Charles Musser
Return of the Dowser
He presses his ear against
the pebbled wall; hears nothing, turns
and rests his forehead, then moves away
down a path through flexing wind.
Your voice for the last time came
from this garden. A finch
of memory alights, watches
him pass.
He takes a rusty hoe, plants it as the witch
hazel nods. His brown skin sparkles
of sweat. He struggles
in weeds, curses. Here is the place
you asked him
Where will we live, you and I?
He kneels, beckons to shadows.
The bone-ache twists down,
yet the leaves tremble to stillness
as he casts his threadbare words.
Hidden among irises and lilies,
you’ve trickled away, sieved by stone.
It may be that you hear him
and appear, called forth by a man
who loves you.
The Face
I stare in oriental eyes and flick the slivers
of glass one by one from her shattered face.

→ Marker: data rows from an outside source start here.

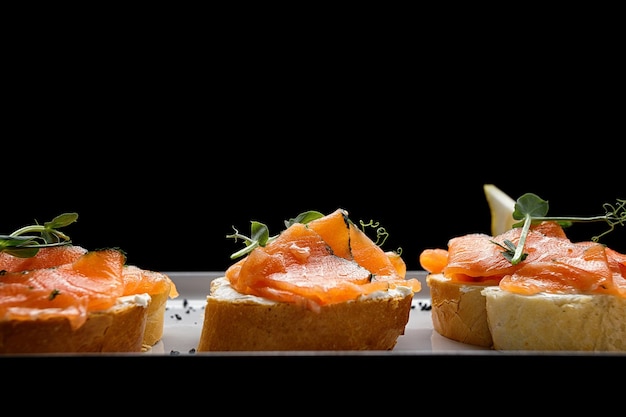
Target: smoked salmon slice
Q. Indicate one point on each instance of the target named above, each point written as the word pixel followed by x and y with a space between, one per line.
pixel 317 264
pixel 45 258
pixel 93 282
pixel 553 263
pixel 71 281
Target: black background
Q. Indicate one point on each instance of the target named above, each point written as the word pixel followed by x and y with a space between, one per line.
pixel 161 152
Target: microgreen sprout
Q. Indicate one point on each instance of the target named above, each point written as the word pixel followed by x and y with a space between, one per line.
pixel 26 241
pixel 260 236
pixel 259 232
pixel 531 209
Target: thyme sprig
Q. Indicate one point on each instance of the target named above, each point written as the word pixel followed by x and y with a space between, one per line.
pixel 531 209
pixel 260 236
pixel 26 241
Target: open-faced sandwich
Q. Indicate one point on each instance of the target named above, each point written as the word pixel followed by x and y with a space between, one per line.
pixel 56 297
pixel 530 287
pixel 321 284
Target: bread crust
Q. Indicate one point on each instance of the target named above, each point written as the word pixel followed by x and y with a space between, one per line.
pixel 549 322
pixel 117 329
pixel 458 310
pixel 155 319
pixel 250 323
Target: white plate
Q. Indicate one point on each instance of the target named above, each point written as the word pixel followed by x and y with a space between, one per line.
pixel 183 319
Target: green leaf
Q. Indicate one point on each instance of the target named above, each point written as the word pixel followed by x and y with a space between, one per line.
pixel 304 218
pixel 62 220
pixel 530 204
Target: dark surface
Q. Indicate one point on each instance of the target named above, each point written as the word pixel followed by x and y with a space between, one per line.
pixel 162 161
pixel 171 209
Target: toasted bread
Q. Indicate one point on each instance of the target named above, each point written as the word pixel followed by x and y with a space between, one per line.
pixel 237 322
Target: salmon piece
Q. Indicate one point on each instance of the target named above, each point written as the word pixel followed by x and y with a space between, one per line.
pixel 475 257
pixel 554 264
pixel 301 267
pixel 139 281
pixel 434 260
pixel 92 283
pixel 45 258
pixel 582 268
pixel 349 242
pixel 334 229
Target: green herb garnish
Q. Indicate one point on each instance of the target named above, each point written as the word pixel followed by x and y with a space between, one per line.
pixel 23 244
pixel 260 235
pixel 531 209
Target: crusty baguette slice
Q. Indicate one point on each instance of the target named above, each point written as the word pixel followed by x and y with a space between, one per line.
pixel 155 319
pixel 117 329
pixel 458 310
pixel 236 322
pixel 564 322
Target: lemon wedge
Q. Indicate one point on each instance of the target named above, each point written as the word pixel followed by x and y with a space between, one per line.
pixel 502 207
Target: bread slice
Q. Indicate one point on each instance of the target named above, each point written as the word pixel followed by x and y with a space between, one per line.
pixel 120 328
pixel 548 322
pixel 458 310
pixel 237 322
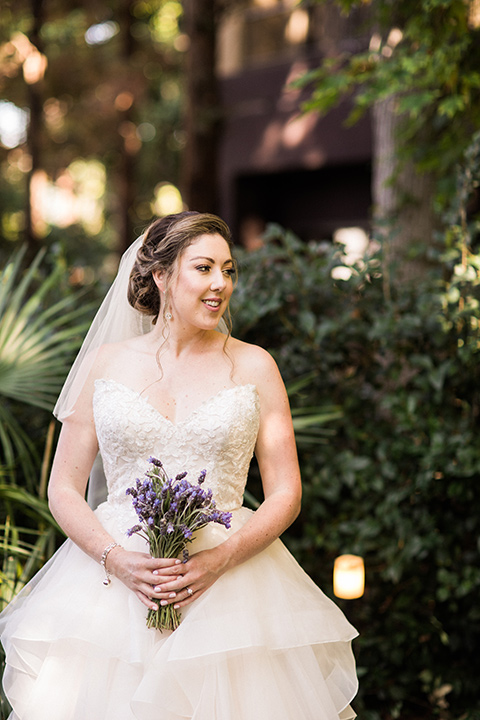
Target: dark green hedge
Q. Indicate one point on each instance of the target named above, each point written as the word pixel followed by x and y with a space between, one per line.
pixel 399 480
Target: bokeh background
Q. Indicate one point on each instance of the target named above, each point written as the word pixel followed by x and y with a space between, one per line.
pixel 340 140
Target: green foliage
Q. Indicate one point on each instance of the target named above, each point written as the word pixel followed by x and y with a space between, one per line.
pixel 426 54
pixel 399 481
pixel 36 344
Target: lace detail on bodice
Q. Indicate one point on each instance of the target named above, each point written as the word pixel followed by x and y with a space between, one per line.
pixel 219 437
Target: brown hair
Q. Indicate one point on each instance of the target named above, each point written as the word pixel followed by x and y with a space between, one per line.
pixel 164 242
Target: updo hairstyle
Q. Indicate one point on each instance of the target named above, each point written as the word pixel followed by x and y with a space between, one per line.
pixel 164 242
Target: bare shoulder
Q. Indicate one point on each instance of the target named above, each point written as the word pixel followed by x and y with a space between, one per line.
pixel 253 364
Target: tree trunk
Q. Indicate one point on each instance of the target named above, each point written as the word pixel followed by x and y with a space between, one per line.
pixel 202 112
pixel 403 212
pixel 127 140
pixel 34 132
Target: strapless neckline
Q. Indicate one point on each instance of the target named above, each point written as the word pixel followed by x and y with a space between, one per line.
pixel 144 399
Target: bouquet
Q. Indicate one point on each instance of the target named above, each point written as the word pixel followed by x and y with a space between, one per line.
pixel 170 511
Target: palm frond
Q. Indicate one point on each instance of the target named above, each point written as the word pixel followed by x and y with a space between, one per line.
pixel 36 343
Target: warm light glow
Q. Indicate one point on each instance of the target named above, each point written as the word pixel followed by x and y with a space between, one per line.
pixel 297 27
pixel 124 101
pixel 167 200
pixel 76 197
pixel 349 577
pixel 34 67
pixel 474 14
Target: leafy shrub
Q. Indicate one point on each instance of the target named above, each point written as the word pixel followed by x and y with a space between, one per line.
pixel 399 481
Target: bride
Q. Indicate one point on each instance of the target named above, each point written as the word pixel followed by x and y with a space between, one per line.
pixel 258 640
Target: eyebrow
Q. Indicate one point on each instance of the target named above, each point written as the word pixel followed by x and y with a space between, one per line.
pixel 204 257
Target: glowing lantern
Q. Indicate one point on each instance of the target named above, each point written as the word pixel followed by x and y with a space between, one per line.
pixel 349 577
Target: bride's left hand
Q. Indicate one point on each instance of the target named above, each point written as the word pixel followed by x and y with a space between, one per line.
pixel 196 575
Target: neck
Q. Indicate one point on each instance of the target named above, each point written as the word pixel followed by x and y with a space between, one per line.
pixel 180 340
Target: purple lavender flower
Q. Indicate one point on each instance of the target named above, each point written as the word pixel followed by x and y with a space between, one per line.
pixel 169 512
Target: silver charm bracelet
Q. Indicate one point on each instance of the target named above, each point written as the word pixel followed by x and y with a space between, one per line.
pixel 103 561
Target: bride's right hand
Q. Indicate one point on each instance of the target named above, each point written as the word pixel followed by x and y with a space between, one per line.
pixel 140 573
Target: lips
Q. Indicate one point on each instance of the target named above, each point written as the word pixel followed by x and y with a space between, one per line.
pixel 213 303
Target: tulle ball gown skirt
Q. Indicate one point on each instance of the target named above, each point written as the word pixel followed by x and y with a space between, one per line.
pixel 263 643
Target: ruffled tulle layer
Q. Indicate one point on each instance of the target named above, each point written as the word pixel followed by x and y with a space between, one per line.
pixel 264 643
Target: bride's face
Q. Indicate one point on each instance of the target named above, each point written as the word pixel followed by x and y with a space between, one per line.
pixel 203 283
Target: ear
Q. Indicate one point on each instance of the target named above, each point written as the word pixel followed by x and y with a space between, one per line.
pixel 159 280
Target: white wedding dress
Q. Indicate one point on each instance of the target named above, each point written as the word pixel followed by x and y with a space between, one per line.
pixel 263 643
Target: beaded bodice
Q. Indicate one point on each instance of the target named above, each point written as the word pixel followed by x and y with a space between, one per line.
pixel 219 437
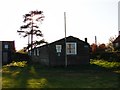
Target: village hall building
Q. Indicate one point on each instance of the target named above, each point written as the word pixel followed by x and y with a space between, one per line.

Her hands flutter around the edges, touch her dyed
hair, then drop like rocks. I wrap torn sheets
around her head, leave holes for eyes,
ears and mouth. A few crimson spots
leak through like pox. She leans to kiss
my hand, thinks twice,
then thanks me with five crumpled
twenty dollar bills. I paint her new visage
upon the cotton swaths with my eyes.
Already her back bows slightly to carry it.
I show her to the door that leads
to the underside of stones and watch
from a yellowed window; she wanders
away between strangers, a perfect jade beetle
with her wings pinched off
and a simulacrum of mirrors fading behind.